Try putting yourselves in the shoes of a potential investor who is trying to figure out how to get started with investing. Do an internet search for “financial advice near me.” Look at the first result. Is it immediately clear how that firm or person is registered? Can you tell if they are acting as a fiduciary? Probably not. But their website probably does imply that they can help you make the best decision on what to do with your money. It might even use the word “advice.” Unless you know better, it might never occur to you to ask those questions about what type of “advisor” they are and if the advice they are providing is in your best interests or not. That doesn’t mean the advisor isn’t trustworthy, but the reality of what is expected of the advisor might not match the expectations for the investor. 

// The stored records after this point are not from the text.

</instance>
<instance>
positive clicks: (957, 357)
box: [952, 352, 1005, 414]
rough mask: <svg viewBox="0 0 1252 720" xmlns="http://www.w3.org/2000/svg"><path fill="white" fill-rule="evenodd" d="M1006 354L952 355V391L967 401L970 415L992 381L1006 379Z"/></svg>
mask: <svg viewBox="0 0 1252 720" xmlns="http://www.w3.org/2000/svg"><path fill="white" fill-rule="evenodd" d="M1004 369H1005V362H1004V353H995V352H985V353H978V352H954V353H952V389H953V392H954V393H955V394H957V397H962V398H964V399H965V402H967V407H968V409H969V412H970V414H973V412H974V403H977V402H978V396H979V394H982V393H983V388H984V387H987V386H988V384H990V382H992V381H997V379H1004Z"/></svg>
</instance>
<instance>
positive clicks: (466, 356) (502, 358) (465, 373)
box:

One potential solution to that problem is to more closely regulate the titles used by brokers and advisors. The idea seems to be gaining some momentum. Included in a largely de-regulatory push put forward by the Chair of the House Financial Services Committee Jeb Hensarling (R-TX), is a proposal to simplify the titles used by brokers, dealers and advisors. Similarly, as the SEC considers its next move in fiduciary regulation, a comment letter from the CFA Institute advocates for subjecting anyone who uses the word “advisor/adviser” in their title to registration under the Advisers Act and the fiduciary standard that comes with it. The thought behind such policies is that if faced with a choice between sales and advice, the market would self-sort accordingly, there would be less blurring of lines when it comes to their services, and less disagreement about the standards of conduct within each tier.